A naïve implementation of virtual memory will fill up the physical RAM first, maybe leaving a little space for disk caching. Once there is no more RAM left, it will reluctantly start paging unused blocks of memory out onto disk. Advanced VM managers, on the other hand, recognise that you get the best performance through a balancing act between disk cache and virtual memory.
This is why, on a modern Linux box, you find yourself using significant amounts of swap long before you've run out of memory. If a page of virtual memory is accessed less often than a particular block on the disk, you get better performance caching the disk block than you do keeping the memory block in RAM. Thus, it's possible to get better performance on a system with swap than one that holds everything in physical RAM; purely because it gives the OS more breathing-room to do clever things with caches.
I couldn't help but think, though, that Linux was getting it wrong in Javablogs' case. Almost half of the Java process was paged out, as were substantial amounts of the Postgres connection processes. At any moment, there was a lot of stuff moving in and out of swap, even though physical RAM was divided 30/70 in favour of disk cache.

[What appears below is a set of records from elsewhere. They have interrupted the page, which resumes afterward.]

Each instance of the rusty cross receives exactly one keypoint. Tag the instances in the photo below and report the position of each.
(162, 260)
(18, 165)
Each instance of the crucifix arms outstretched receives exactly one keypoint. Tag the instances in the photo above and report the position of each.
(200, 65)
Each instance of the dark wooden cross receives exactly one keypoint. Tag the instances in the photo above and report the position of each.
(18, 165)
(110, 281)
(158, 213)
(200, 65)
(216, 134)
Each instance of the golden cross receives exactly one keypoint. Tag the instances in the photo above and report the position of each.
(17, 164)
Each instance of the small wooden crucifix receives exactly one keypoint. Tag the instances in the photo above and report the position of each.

Paging out bits of the Java VM is a pretty bad idea. Java does a lot of traversing, compacting, slicing and dicing its heap to collect garbage and maintain performance, and if it has to start pulling chunks of that off disk, your whole application's performance is going to suffer.
Similarly, I'd granted more memory to the Postgres connections specifically because I wanted to give Postgres more room to cache things in fast RAM. Having Linux in turn push parts of that back onto disk was defeating the purpose entirely.
Ultimately, I realised that of the two main processes on the box, I trusted them to regulate their own memory more than I trusted Linux.
So I turned off swap. And everything seems to be running pretty smoothly. There are still bursts of IO as the database does something complicated, but in general, the box is back to barely working up a sweat.
Of course, the other thing turning off swap does is remove the breathing-room you get if you run out of physical memory. So I did some back-of-the-envelope calculations. Typically, the box Javablogs is on is using about a third of its physical RAM for programs and data, with the OS holding on to the remaining two thirds as disk cache. Even if Javablogs were pushed up to using its configured maximum heap size, the memory usage would still only go up to 60-65%.
Like I said to Matthew Porter at the time: "The box may die hard. But only if I'm very, very wrong."
The 2.6 Linux kernel has a "swappiness" sysctl, that allows the sysadmin to fine-tune the balance between swap and cache. It would have been interesting to play with that, but for the fact we're not running 2.6.
It would be even cooler if you could do some kind of per-process "swap-niceness". In the same way that 'nice' raises or lowers a process's priority in the scheduling queue, "swap-nice" could raise or lower a process's priority for having bits of it swapped out. Maybe such a thing exists already. I couldn't find it.